Personally I'm taking another kick at Linux desktop in advance of Win11, I installed Mint with Cinnamon... and I gotta say, I'm kinda disappointed how many pain points there still are. Type in your admin password every 5 seconds just to install routine updates, ugly-ass GRUB screens, confusing UI, and SDL2 games being half-broken with resolution-switching and audio. Installing software still involves bouncing around figuring out if I want the Flatpak or to add a new Apt source or what.

So I'm assuming these "5% desktop market share" aren't using that kind of distro.

akho a day ago | parent [-]

You installed a distro that aims to preserve suckage for future generations, and even developed an entire DE out of pure aversion to change. It’s often recommended by change-averse Linux users…

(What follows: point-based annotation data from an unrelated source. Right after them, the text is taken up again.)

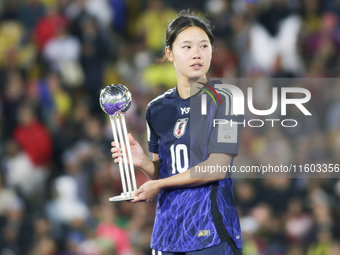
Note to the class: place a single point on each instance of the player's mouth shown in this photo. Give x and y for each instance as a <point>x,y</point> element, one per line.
<point>196,66</point>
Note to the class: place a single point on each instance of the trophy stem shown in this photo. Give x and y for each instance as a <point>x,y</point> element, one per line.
<point>132,170</point>
<point>126,168</point>
<point>115,137</point>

Successful Linux-based OSes have unattended atomic updates and user-friendly app installation. That includes ChromeOs and Android, as well as modern atomic desktop distributions. Fedora Silverblue, Bluefin, Bazzite.

edit: however, market share is probably coming from legacy distributions. That’s largely a sign of how bad Windows gets, and how desktops/laptops become more niche.

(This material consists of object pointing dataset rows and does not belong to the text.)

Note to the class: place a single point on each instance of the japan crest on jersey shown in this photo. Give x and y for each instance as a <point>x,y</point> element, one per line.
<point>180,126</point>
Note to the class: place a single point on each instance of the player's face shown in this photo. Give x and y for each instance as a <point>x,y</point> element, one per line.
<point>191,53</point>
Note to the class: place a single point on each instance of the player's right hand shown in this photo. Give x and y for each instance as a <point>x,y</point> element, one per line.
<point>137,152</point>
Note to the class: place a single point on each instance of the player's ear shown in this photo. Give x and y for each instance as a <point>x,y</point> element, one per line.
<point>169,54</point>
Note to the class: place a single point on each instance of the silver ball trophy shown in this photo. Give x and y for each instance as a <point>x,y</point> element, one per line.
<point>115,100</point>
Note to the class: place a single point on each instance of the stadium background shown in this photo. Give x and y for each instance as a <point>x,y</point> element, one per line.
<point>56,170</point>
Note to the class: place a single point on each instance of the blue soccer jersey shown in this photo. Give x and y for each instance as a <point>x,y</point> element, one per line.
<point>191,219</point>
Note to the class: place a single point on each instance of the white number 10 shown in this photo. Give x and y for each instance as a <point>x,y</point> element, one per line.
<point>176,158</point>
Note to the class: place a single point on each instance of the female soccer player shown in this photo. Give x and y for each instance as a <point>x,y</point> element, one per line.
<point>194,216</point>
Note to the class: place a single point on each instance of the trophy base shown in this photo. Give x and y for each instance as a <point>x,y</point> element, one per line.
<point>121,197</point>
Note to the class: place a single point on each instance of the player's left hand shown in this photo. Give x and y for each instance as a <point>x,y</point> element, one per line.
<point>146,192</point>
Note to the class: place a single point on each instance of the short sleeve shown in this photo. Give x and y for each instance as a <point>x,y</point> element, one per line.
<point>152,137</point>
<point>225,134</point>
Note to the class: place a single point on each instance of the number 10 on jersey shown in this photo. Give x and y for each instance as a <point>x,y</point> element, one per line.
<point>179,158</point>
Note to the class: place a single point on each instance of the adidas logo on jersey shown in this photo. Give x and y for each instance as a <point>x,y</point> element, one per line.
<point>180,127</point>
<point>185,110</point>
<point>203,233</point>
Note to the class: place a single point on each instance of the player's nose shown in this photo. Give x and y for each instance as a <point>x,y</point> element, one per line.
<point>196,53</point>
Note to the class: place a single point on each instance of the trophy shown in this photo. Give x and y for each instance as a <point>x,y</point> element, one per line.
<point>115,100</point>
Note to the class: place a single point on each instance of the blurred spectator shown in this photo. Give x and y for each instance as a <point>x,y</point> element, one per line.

Pxtl a day ago | parent [-]

Ah, I had no idea Mint Cinnamon was about "preserving suckage". I remember when Mint launched it was all about "Ubuntu but easier, like non-free stuff included" and my understanding was Cinnamon was their own DE built to follow familiar UI patterns and customizability instead of Gnome's opinionated stuff.

Didn't realize that it was also for grumps who wanted bug-compatibility in their workflow.

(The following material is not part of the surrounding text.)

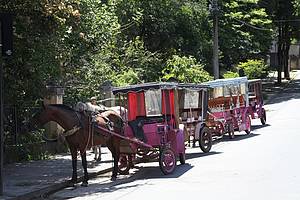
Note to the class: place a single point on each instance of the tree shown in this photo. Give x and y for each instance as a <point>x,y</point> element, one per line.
<point>245,32</point>
<point>283,14</point>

akho a day ago | parent [-]

Mint, afaik, offers a choice between Cinnamon, MATE, and Xfce. These are all DEs built and maintained to preserve a particular workflow based around hierarchical “start” menus, menu bars in applications, and desktop icons — the Win’95 style. This particular selection is very indicative of a preference for a particular era.

Which is fine if that’s your preference, too. However, you shouldn’t expect your experience to be significantly different from what it was when that desktop experience was fresh when you choose a product made by people with such strong preferences.

Again, Bluefin and the like update (atomically, with a rollback option) when you turn your computer off, with no interruptions or sudoing; app installs are through Gnome Software (for GUI stuff; through brew otherwise), without a need to enter passwords. You pay for that with some customizability, but it’s rock solid if it works on your hardware.

Pxtl 7 hours ago | parent [-]

Honestly, I just wanted a decent taskbar, and assumed an opinionated DE would get in my way on that front.